DNA code is composed of a sequence of four nucleotides: adenine (A), cytosine (C), guanine (G) and thymine (T).
Consider we have a random DNA chain (not closed) of length $M$. What is the probability of finding a certain gene of length $m$ inside our random DNA chain? Suppose $m<M$.
We assume that the four nucleotides have the same probability to appear in every position of the chain independently.
My homework assignment is to solve the above general problem for $M=100$ and $m=2$, $m=3$
We can formulate the problem as follows
- our DNA chain is a M-tuple $S=(s_1, \ldots ,s_M)$ with $s_i$'s chosen from the alphabet $\{ \text{ A, G, T, C } \}$
- And the gene is a m-tuple $T=(t_i, \ldots ,t_m)$
My work
I know that there are $4^M$ different M-length DNA chains and for every one of them our gene could be located at the positions $1,2,\ldots, M-m-1$.

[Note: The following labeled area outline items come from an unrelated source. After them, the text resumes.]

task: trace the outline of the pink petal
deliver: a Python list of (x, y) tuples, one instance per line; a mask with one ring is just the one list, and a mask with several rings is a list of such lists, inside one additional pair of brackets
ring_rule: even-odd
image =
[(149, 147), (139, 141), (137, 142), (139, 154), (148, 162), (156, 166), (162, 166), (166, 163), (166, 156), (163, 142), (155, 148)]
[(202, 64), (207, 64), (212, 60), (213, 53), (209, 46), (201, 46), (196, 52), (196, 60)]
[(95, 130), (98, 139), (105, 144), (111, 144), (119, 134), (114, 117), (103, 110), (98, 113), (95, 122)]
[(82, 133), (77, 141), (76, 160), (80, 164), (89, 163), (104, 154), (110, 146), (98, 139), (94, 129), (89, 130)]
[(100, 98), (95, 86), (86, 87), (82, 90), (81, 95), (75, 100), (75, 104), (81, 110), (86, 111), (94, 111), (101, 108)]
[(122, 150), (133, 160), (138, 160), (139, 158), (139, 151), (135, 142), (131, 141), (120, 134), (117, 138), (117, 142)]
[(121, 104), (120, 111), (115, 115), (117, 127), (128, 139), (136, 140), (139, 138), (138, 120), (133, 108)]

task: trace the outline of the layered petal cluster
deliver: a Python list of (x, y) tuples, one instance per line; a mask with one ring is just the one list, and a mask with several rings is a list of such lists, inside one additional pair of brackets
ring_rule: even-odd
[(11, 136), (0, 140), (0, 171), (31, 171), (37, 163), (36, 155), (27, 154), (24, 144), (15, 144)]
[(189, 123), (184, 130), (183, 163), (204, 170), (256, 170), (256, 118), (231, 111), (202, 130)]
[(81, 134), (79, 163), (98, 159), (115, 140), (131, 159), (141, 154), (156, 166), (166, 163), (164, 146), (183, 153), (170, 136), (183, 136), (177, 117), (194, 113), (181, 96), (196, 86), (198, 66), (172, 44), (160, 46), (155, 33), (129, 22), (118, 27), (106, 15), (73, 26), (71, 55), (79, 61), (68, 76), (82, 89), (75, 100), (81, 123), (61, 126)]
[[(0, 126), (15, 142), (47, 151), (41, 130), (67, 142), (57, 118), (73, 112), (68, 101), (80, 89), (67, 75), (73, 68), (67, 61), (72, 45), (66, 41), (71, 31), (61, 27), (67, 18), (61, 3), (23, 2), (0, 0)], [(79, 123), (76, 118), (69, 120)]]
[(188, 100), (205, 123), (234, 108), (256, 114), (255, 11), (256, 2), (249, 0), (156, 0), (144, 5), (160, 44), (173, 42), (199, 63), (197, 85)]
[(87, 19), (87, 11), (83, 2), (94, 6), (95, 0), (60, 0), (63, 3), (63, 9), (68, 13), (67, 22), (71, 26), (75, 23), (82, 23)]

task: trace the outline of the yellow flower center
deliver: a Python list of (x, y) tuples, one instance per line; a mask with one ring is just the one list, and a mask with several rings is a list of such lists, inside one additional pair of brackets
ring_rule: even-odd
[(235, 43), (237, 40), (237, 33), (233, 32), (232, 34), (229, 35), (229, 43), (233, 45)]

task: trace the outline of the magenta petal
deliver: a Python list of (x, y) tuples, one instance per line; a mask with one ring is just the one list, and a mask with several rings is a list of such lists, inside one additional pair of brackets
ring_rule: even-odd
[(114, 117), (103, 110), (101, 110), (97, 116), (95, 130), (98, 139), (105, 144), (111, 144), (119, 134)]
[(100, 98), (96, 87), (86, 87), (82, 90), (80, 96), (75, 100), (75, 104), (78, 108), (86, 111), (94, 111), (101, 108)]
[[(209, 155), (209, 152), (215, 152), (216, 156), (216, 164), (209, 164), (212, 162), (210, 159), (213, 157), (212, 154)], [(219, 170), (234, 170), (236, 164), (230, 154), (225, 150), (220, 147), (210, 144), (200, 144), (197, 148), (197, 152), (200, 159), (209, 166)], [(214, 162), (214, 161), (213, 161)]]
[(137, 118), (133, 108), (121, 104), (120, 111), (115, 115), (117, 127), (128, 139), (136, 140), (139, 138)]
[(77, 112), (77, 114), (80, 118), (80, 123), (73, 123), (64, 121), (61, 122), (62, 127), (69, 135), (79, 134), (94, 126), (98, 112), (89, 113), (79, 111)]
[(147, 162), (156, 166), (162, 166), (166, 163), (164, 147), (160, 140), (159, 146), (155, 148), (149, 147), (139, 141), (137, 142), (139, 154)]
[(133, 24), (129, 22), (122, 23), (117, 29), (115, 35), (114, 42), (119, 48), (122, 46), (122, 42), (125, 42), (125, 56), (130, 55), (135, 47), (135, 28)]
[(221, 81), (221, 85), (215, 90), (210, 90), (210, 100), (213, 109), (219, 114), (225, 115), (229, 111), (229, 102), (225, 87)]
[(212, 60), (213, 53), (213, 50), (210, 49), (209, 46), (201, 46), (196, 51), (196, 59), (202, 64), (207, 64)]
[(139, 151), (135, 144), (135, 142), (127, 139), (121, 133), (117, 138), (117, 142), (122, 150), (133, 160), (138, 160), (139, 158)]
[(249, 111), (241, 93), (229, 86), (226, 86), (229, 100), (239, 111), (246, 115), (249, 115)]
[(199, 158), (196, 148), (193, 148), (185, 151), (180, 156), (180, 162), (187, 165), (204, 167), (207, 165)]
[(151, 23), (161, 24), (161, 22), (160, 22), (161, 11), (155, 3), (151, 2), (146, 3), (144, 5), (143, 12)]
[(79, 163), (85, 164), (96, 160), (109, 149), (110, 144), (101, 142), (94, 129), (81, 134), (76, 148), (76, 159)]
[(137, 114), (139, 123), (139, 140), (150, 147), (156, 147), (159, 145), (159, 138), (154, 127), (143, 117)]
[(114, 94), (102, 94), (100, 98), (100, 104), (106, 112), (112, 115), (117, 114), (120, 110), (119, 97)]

Moreover due to our assumption
\begin{align}P(\{ \text{T is located at position } i\})&= \frac{1}{4^m} \implies\\ P(\{ \text{T is NOT located at position } i\})&= 1- \frac{1}{4^m}\end{align}
But I have no idea how to proceed! Are the events $\{ \text{T is NOT located at position } i\}$ independent or not? Should I take into account the form of the gene?
Any help will be appreciated, thank you
Best Answer
This seems more like the question "What is the probability of getting 5 heads in a row at some point when tossing a fair coin 100 times?". There's probably some niftier generating function approach; but here's my take...
Suppose $m = 3$. As we proceed along the string of nucleotides, we are transitioning from one trigram (3 character string) to another; for example if the string of nucleotides is:
$$AGCTACAACG...$$
we are looking at a sequence of $M-2$ trigrams (note that the last two characters of each trigram in the sequence are the same as the first two characters of the succeeding trigram):
$$AGC, GCT, CTA, TAC, ACA, CAA, AAC, ACG, ...$$
Suppose the pattern we seek is $ACG$. Then it must have preceded by one of the trigrams: $AAC, CAC, GAC, TAC$; and if we encounter one of those 4 trigrams, then in each case there is a $\frac{1}{4}$ chance that the next trigram will be $ACG$. This makes me think that we can model this as a Markov process.
So I think of this as there being 4 states: $ACG, xAC, xxA,$ and $xxx$ (for the last state, this is any trigram that does NOT end with "A", "AC", or "ACG"). Then the sequence of trigrams in the example I gave above is now the sequence of states:
$$xxx, xxx, xxA, xAC, xxA, xxA, xAC, ACG,...$$
The state transitions probabilities $P(\text{from state} | \text{to state})$ are: $$P(xxx | xxx)=3/4, P(xxx | xxA)=1/4$$ $$P(xxA | xxx)=2/4, P(xxA | xxA)=1/4, P(xxA | xAC)=1/4$$ $$P(xAC | xxx)=2/4, P(xAC | xxA)=1/4, P(xAC | ACG)=1/4$$ $$P(ACG | ACG) = 1$$
with all omitted transitions above having $P=0$. $ACG$ is an absorbing state; and we will want to know the probability that our system enters state $ACG$ at some point during our stream of $M-2$ trigrams.
We can then define the transition matrix:
$$T = \begin{bmatrix} \frac{3}{4} & \frac{1}{4} & 0 & 0\\ \frac{1}{2} & \frac{1}{4} & \frac{1}{4} & 0\\ \frac{1}{2} & \frac{1}{4} & 0 & \frac{1}{4}\\ 0 & 0 & 0 & 1\\ \end{bmatrix} $$
and initial state probabilities for the starting trigram / state being $xxx, xxA, xAC,$ and $ACG$ :
$$P=\begin{bmatrix} \frac{43}{64} & \frac{16}{64} & \frac{4}{64} & \frac{1}{64}\\ \end{bmatrix} $$
So $P_4 = \frac{1}{64}$ is the probability for a sequence of length $3$ being in the state $ACG$; and in general if
$$P' = P \cdot T^{M-3}$$
Then $P'_4$ is the probability that a string of $M$ nucleotides contains $ACG$ at least once. In particular, for $M=100$, this equals $\approx 0.796888$, so roughly %80.
The above will hold for any trigram having distinct letters; but things are slightly different for patterns with duplicate letters.